I'm not sure what he's up to, if he truly believes that fat could any minute be back in fashion, or if this is, after all, just another manual for slimmers, in heavy disguise. His audience is, after all, Allen Carr's audience. They are both after the slimmers, now, as they were after the smokers. They are the Box and Cox of self-help publishing. Be that as it may, Eat Fat is an entertaining and provoking read. Hillel Schwarz got there before Klein, with his scholarly Never Satisfied. But then, as we have seen, there is nothing new under the sun.

`Easyweigh to Lose Weight' by Allen Carr, is published by Penguin, pounds 5.99; `Eat Fat' by Richard Klein is published by Picador, pounds 15.99

Weighty words

"The Creator has provided all living creatures, including us, with a manufacturer's guide. Wild animals follow it! That's why they don't suffer the problems of being overweight."

"Do you ever hear of a tiger needing false teeth, a hearing aid and spectacles, or a toupee, or a pacemaker? Do wild animals need dialysis machines for their kidneys? Do they die from strokes, heart disease, cancer or diabetes? Isn't it obvious that these diseases are a direct result of what we eat?"

"Wouldn't it be nice if you knew for certain the exact weight you should be? You can! It's the weight you happen to be when, clad only in underwear, you can stare at your reflection in a full-length mirror and admire what you see. It's the weight you are when you wake up each morning completely rested, bursting with energy, looking forward to each day with genuine joie de vivre."

"The beauty of Easyweigh is that you aren't going on a diet, you are merely changing your eating habits. Once you have planted grass seed, you don't have to sit around waiting for the grass to grow."

"Most people who claim to be experts on the subject maintain that regular exercise is essential to a successful weight-control programme, but exercise is really just another red herring. You don't see snails and tortoises rushing about all over the place, but they aren't overweight."

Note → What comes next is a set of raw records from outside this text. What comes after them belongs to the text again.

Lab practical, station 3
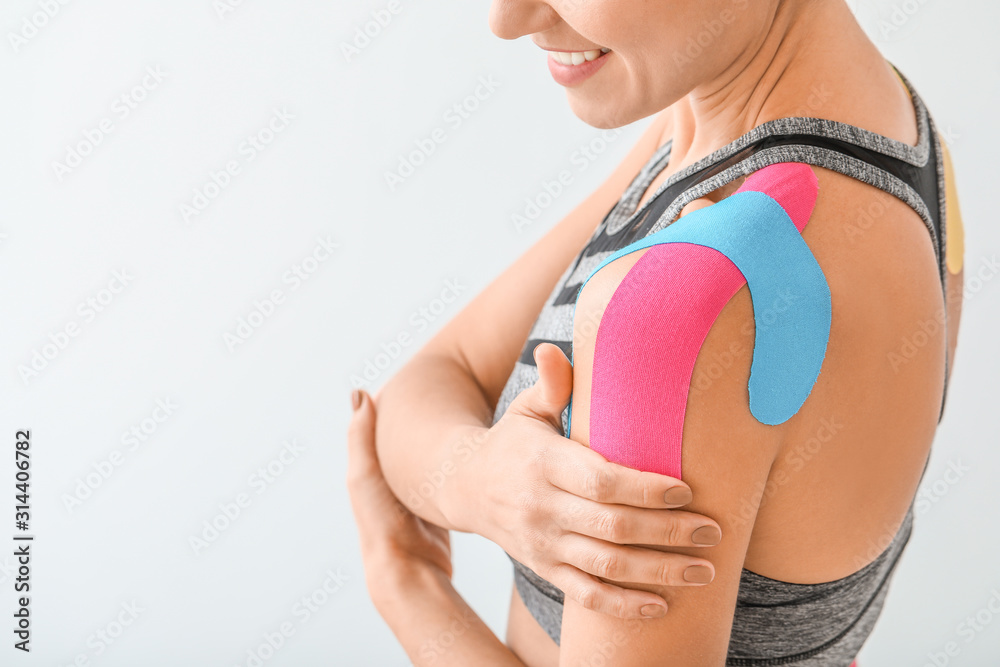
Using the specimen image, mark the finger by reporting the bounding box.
[545,563,667,619]
[544,438,692,508]
[550,493,722,547]
[550,533,715,586]
[505,343,573,433]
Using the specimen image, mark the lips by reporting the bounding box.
[548,49,613,87]
[551,48,611,65]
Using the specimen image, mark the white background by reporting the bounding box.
[0,0,1000,667]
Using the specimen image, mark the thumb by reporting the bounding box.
[510,343,573,431]
[347,389,381,477]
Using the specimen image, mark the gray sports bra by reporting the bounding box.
[493,65,947,667]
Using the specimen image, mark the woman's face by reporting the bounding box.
[490,0,781,128]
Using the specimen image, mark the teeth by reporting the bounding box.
[551,48,611,65]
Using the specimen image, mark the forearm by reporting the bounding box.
[373,567,524,667]
[376,353,493,532]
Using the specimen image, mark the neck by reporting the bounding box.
[661,0,891,173]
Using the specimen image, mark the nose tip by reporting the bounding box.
[489,0,561,39]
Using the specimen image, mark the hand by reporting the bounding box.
[455,343,721,618]
[347,390,452,600]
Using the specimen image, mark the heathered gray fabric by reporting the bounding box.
[493,66,946,667]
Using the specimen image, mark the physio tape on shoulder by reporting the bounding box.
[567,163,831,478]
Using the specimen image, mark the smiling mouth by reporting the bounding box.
[549,48,611,65]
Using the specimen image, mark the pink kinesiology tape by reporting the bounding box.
[590,163,818,479]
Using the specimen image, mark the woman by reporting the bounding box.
[350,0,962,666]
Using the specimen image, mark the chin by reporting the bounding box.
[566,90,642,130]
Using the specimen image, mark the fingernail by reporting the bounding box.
[691,526,722,547]
[684,565,712,584]
[663,486,691,505]
[639,604,667,618]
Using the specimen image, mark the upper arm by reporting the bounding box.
[560,163,828,667]
[418,113,669,407]
[560,251,779,667]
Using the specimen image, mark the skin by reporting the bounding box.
[352,0,962,667]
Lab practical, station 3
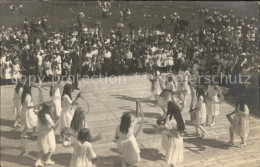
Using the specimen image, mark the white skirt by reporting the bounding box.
[37,128,56,154]
[117,136,140,165]
[162,134,183,166]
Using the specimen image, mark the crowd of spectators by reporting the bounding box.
[0,4,260,92]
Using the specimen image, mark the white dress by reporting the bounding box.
[60,94,74,130]
[12,64,21,79]
[13,88,23,116]
[51,88,62,117]
[162,115,183,165]
[194,96,207,125]
[230,105,249,137]
[116,119,140,165]
[206,85,220,116]
[21,94,38,129]
[177,70,191,95]
[53,56,62,75]
[70,137,97,167]
[37,114,56,154]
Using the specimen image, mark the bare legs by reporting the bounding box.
[21,127,37,138]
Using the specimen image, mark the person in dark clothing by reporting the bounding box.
[71,44,82,90]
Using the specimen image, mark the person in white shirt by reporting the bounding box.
[37,50,44,77]
[103,48,112,75]
[125,48,133,74]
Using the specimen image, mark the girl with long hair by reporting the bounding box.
[190,88,207,137]
[70,107,88,133]
[206,80,224,127]
[59,84,80,142]
[227,96,249,147]
[50,84,62,120]
[13,80,23,128]
[115,101,143,167]
[177,64,191,105]
[158,101,185,167]
[21,84,38,138]
[35,103,58,166]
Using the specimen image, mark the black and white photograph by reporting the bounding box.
[0,0,260,167]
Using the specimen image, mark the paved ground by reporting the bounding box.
[0,76,260,167]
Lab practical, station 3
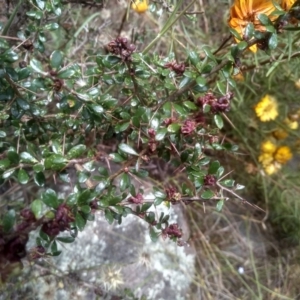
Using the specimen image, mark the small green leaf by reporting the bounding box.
[7,150,20,164]
[18,169,29,184]
[183,101,199,110]
[42,189,58,209]
[120,173,130,192]
[214,115,224,129]
[150,226,160,243]
[30,199,43,219]
[67,144,86,159]
[56,236,75,244]
[268,33,278,50]
[118,143,139,156]
[20,152,37,164]
[208,160,220,174]
[200,190,215,200]
[50,50,64,69]
[2,209,16,233]
[33,172,46,186]
[75,212,86,231]
[57,67,76,79]
[104,208,114,224]
[44,154,67,171]
[109,153,126,163]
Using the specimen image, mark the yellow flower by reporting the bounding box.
[264,162,281,175]
[131,0,149,14]
[284,118,299,130]
[260,140,277,154]
[272,128,289,140]
[274,146,293,164]
[254,95,278,122]
[258,153,273,167]
[228,0,277,52]
[280,0,296,11]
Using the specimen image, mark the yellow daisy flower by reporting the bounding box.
[274,146,293,164]
[254,95,278,122]
[284,118,299,130]
[258,153,273,167]
[131,0,149,14]
[228,0,277,52]
[260,140,277,154]
[264,162,281,175]
[272,128,289,140]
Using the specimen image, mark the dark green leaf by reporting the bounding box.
[75,212,86,231]
[155,128,168,141]
[268,33,278,50]
[0,158,10,169]
[200,190,215,200]
[42,189,58,209]
[20,152,37,164]
[2,209,16,233]
[44,154,67,171]
[150,226,160,242]
[50,50,64,69]
[208,160,220,174]
[30,199,43,219]
[33,172,46,186]
[120,173,130,192]
[18,169,29,184]
[67,144,86,159]
[118,143,139,156]
[56,236,75,244]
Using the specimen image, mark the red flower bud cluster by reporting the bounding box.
[16,208,36,232]
[128,193,144,204]
[165,61,185,75]
[203,174,217,186]
[42,204,75,237]
[197,92,233,113]
[106,37,136,61]
[162,224,182,238]
[181,120,196,135]
[165,186,181,204]
[148,128,158,152]
[29,246,46,260]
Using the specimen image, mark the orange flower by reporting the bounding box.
[228,0,277,52]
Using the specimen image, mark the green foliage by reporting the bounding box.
[0,0,300,298]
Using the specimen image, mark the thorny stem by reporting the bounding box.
[2,0,23,35]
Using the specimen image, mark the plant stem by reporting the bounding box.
[2,0,23,35]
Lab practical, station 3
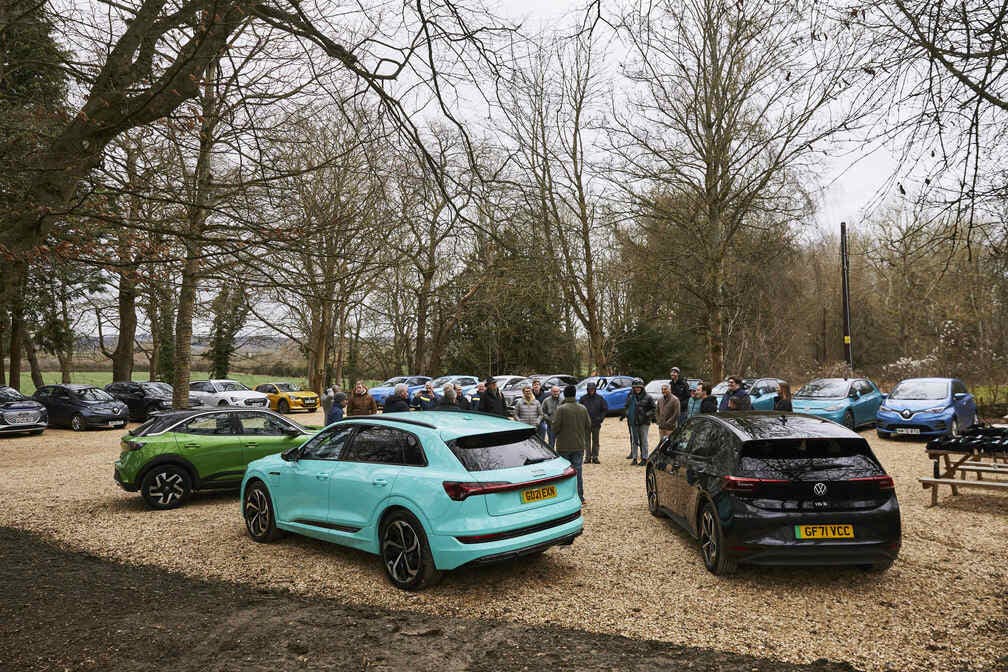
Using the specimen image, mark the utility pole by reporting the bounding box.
[840,222,854,374]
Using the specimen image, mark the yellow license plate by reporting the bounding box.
[794,525,854,539]
[521,486,556,504]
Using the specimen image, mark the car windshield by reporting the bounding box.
[448,427,556,472]
[889,380,949,401]
[794,378,851,399]
[140,383,172,396]
[0,387,24,402]
[644,380,668,394]
[76,387,112,401]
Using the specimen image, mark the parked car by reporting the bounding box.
[576,376,628,415]
[791,378,883,429]
[105,381,194,421]
[255,383,319,413]
[242,411,582,590]
[115,408,314,509]
[368,376,430,407]
[645,412,901,574]
[501,374,578,412]
[32,383,129,431]
[190,380,269,408]
[0,385,48,434]
[875,378,980,438]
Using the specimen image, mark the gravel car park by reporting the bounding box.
[0,413,1008,671]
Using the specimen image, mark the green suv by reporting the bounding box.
[115,408,318,509]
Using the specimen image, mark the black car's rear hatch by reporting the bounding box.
[724,438,893,511]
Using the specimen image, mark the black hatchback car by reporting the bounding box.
[645,412,901,574]
[0,385,48,434]
[33,383,129,431]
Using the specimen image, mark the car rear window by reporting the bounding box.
[738,438,884,481]
[448,427,556,472]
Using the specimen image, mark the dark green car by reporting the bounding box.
[115,408,318,509]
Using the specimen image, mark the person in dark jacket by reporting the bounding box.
[620,378,655,466]
[668,367,689,425]
[697,383,718,415]
[480,378,507,418]
[773,383,794,413]
[382,383,409,413]
[581,383,609,464]
[718,376,753,413]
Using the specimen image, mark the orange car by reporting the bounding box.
[255,383,319,413]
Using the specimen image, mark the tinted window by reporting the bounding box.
[739,438,882,481]
[300,427,354,459]
[448,427,556,472]
[340,427,402,464]
[238,413,290,436]
[175,413,237,436]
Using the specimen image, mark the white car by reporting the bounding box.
[190,380,269,408]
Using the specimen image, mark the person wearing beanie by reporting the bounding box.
[550,385,592,504]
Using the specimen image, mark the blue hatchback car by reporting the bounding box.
[875,378,979,438]
[791,378,884,429]
[241,411,583,590]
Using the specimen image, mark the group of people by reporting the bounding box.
[322,367,791,502]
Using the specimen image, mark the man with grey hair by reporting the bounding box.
[382,383,409,413]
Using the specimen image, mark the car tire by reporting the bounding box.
[242,481,283,544]
[140,464,193,511]
[698,502,737,576]
[378,510,443,590]
[644,466,662,518]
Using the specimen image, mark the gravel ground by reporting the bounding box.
[0,415,1008,670]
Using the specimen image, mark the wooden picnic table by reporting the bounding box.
[917,449,1008,507]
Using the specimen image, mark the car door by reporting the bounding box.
[330,426,405,532]
[270,424,356,532]
[238,411,304,465]
[175,411,245,485]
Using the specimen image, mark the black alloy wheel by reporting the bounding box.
[644,466,661,518]
[140,464,193,511]
[242,481,283,544]
[699,502,736,576]
[380,511,442,590]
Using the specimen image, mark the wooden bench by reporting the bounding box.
[917,477,1008,507]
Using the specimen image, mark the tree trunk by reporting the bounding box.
[24,333,45,389]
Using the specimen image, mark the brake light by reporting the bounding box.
[721,476,789,495]
[851,474,896,490]
[442,466,578,502]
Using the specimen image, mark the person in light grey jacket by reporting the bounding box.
[514,385,542,427]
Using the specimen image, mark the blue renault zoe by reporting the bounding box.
[241,411,583,590]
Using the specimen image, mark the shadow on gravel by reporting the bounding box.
[0,528,866,672]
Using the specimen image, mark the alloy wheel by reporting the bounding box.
[245,488,270,538]
[382,520,423,583]
[147,472,185,507]
[700,509,718,567]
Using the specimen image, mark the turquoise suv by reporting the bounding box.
[242,411,583,590]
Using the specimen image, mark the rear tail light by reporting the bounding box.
[851,474,896,490]
[722,476,790,495]
[442,466,578,502]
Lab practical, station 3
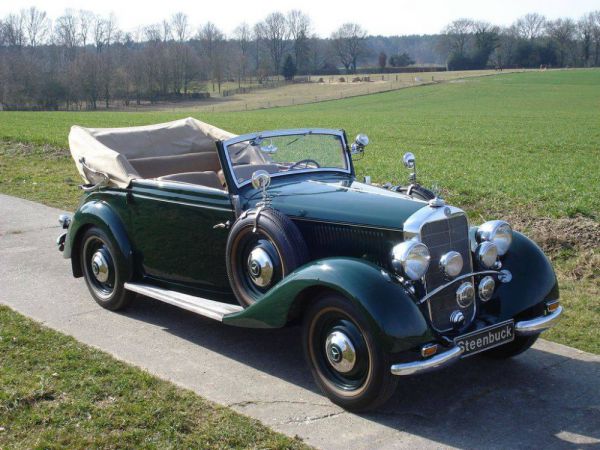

"The termites' diet consists of wood. Not very appetising, you might think. Not for you or me, perhaps, but why else would termites eat it, if they didn't enjoy it? Having learned to digest wood, they have guaranteed themselves an everlasting supply of free and available meals."

"It's all very well for gorillas to roam around all day, picking a banana whenever they feel a little bit peckish, but most of us have to work during the day. This is no problem because the (Easyweigh) system is flexible."